I remember I drew this in the middle of the night. Granted, that's pretty much when I work all the time now, but not then. Then, I was mid semester, taking all sorts of ridiculous, manditory, oddball classes they deemed important enough to "require". So, between semester long projects, readings, 12 page papers, and work, that was the only time I had to draw. But then, unlike now, time was a factor and a luxury I felt I didn't have. Don't get me wrong, one of the things I'm always trying to improve is speed. Speed and quality are the two things I'm always trying to work on. I feel like I have much more time to draw compared to then, but I digress...

Back then, I felt like I was in the grip of a giant hand, always tightening. Always in a death grip, choking the will out of me. I remember always starting a drawing knowing that if I didn't finished it that night or within that sitting, that I'd move on and it would never be finished. And actually, this was going to be one of a series of drawings. I remember wanting to do one for luck, life, love, death and so on... I guess college just beat the follow-through out of me.

Back to the point- an important thing to this is that I always have a few goals, or ideas, I try to keep in the back of my mind when I draw something. The goals for this particular drawing were to draw it light, loose and fast in pencil, inking it with brush and ink, and having a finished product without mistakes and corrections, and, finally, without erasing the pencil drawing I inked over. So, those were the goals I set in my head when I sat down at, probably around 1 in the morning, to draw this.

I remember Blach Sabbath's Planet Caravan seemed like it was playing the entire time I was working on this. I remember staring at the black background wondering what stars would look like there. If I had to pick a song to go with this, it would have to be that song.

But anyway, I sped through the rough pencil, then got out the brush and inked it. No matter how hard I tried, I never got used to inking with a brush. Now, I use pens exclusively and usually don't even bother thinking about it; I just can't use a brush. Whenever I try to draw something with one, it just turns out horrible. But not this. At least, not to me. It turned out halfway decent. AND without ANY messups. There's no whiteout or paint or any type of correction on the finished drawing at all. And the finished drawing has all the original pencil on it, nothing was erased or corrected. And it was all done before I moved on to something else. All goals achieved. This never happens. I succeeded in all my goals.

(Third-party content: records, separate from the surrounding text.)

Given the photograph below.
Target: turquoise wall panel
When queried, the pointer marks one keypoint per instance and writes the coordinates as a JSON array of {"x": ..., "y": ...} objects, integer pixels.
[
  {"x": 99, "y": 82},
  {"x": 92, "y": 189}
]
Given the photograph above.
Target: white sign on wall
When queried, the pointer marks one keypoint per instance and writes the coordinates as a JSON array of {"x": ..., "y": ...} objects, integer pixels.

It's in a frame, usually hanging somewhere or other. All the original pencils still there, eraser never having so much as touched the paper. All the ink left there by brush, and brush alone.

And it's pretty tiny. Her head's about the size of a dime. Which makes the fact that a brush guided by my hand was what put it there, all the more amazing.

As best as I can recall, those are the reasons I like it so much. It's not because I think it's good. I don't think it's visually extraordinary or unique. It's everything about it that isn't there, what you can't see, and everything that you can. Everything no one else knows about it. It's intangibles.

If only every drawing seemed this significant.